No Christmas for Ebola-ravaged Sierra Leone

Ebola cancels Christmas in Sierra Leone 02:11

LONDON - The Ebola outbreak that originated in West Africa has now grown to more than 19,000 cases and nearly 7,600 deaths worldwide.

In Sierra Leone, the country hit hardest, the government banned holiday celebrations. On the radio, Christmas concerts were replaced by public health announcements.

But even before Sierra Leone took the drastic step of banning all public festivities over Christmas and New Year's, it was going to be a bleak holiday for Ebola orphans. Deprived of one or often both of their parents, they are cared for by survivors of the disease as the infection rate continues to rise in their country.

Ebola continues to spread in West Africa 00:53

Sierra Leone has had more than 9,000 cases of Ebola -- more than three times that of Guinea and 1,200 more than Liberia.

American doctor Dan Kelly, an infectious disease expert who just returned from more than a month working in the West African country, says the Christmas ban is sad but necessary.

"I can only imagine how that would impact a country of people who are used to going home to their villages and their families," Kelly said. "I really hope that this is the last Christmas in Sierra Leone that we see the need for a ban."

One reason for the high infection rate is that families have continued to show reluctance in informing health authorities about Ebola cases. For many months Sierra Leoneans have been in denial, and workers at call centers are routinely called liars.

"Most of the people they don't believe in the Ebola stuff," said one worker.

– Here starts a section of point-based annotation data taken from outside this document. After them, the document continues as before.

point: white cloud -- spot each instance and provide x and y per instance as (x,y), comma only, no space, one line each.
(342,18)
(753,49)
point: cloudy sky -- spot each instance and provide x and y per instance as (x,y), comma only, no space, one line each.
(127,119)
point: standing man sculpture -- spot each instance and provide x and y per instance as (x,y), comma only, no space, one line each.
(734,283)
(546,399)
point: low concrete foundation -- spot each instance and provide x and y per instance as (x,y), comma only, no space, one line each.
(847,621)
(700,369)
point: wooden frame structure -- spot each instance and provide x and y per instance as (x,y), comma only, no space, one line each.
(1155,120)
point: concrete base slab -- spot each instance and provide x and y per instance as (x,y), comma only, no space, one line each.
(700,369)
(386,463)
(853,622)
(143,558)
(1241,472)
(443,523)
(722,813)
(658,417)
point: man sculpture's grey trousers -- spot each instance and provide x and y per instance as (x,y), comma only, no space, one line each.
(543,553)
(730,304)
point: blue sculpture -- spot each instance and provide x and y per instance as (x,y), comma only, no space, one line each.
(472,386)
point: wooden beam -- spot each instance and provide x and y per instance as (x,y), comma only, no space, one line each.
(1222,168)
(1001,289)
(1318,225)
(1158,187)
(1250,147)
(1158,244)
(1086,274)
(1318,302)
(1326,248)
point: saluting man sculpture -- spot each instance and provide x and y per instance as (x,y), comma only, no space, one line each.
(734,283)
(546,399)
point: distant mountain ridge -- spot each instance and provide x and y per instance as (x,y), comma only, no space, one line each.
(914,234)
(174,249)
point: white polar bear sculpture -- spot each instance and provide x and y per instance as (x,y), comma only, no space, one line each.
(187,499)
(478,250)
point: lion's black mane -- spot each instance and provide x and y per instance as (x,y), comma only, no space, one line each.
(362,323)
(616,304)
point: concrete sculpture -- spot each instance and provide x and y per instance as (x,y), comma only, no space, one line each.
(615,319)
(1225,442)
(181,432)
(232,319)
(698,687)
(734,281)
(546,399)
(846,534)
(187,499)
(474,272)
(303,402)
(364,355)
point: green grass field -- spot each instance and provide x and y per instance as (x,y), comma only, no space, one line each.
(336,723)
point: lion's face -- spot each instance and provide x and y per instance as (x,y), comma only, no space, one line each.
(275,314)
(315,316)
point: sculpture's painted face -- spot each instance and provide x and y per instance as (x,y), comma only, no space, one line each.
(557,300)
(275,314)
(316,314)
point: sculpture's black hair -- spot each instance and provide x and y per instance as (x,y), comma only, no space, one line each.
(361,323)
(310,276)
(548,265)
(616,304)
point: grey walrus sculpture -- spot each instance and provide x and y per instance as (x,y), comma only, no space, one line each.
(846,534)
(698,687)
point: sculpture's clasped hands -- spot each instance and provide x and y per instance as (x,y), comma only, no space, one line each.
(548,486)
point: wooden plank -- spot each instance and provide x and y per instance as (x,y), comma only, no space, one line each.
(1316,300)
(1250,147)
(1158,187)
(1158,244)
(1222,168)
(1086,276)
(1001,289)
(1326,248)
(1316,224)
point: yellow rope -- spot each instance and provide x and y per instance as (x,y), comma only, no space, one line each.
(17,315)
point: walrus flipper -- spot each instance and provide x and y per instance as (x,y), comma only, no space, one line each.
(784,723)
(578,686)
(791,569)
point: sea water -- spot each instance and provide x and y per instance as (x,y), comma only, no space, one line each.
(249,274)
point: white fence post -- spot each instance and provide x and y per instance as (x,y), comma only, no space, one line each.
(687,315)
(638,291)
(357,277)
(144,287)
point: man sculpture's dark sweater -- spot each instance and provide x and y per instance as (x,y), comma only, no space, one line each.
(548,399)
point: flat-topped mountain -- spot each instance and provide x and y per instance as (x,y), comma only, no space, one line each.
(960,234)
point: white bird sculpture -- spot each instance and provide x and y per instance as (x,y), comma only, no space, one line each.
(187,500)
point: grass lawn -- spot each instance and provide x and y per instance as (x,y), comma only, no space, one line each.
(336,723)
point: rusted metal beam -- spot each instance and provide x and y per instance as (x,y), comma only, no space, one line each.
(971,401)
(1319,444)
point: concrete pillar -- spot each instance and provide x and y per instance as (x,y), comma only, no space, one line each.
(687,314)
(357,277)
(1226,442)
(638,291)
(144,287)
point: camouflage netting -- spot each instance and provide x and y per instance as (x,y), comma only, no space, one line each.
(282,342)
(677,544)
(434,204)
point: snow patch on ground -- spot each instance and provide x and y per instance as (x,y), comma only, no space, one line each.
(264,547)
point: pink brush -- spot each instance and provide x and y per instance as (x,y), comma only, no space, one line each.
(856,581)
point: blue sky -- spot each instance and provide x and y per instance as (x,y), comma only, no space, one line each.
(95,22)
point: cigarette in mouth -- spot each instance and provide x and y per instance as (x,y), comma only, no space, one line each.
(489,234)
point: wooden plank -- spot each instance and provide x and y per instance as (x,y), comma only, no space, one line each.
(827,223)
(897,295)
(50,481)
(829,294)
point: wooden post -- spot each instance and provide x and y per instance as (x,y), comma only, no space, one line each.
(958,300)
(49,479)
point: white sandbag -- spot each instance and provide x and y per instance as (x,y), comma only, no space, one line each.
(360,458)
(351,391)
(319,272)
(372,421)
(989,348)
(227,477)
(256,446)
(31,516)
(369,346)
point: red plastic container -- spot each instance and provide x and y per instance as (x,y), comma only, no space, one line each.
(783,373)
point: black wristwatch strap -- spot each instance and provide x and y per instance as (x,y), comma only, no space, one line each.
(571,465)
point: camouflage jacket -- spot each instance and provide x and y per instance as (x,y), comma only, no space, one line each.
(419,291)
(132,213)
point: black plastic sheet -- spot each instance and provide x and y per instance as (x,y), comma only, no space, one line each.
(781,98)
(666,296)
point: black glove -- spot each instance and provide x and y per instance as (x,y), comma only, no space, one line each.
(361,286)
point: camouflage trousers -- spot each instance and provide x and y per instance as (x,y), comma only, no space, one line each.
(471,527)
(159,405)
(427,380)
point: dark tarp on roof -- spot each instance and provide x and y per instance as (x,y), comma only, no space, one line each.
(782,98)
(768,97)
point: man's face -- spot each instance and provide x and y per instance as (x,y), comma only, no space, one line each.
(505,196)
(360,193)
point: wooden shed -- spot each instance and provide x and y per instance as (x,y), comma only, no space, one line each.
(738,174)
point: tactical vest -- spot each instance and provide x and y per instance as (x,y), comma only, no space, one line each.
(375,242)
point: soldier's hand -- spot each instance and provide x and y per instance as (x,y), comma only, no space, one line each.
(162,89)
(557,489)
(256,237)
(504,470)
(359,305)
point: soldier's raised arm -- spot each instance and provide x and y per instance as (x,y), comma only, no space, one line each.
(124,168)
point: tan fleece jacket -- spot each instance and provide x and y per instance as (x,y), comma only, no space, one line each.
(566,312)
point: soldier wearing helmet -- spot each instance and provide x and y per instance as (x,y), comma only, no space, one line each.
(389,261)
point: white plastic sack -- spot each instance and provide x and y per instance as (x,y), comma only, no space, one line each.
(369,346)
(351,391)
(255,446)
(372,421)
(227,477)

New vaccine shows promise against Ebola 00:56

Kelly is convinced infections will continue to flare for at least another six months, but that the roll out of Ebola vaccinations will be crucial in ending this epidemic.

"While we're waiting for vaccines to roll out and become available in West Africa, we need to be providing care," Kelly said. "Unless we do that, so many more people will not just be infected but die."

There is no vaccine currently on the market but scientists are racing to find ways to prevent Ebola. There are encouraging signs: the first-ever human trial of a possible vaccine showed promising results.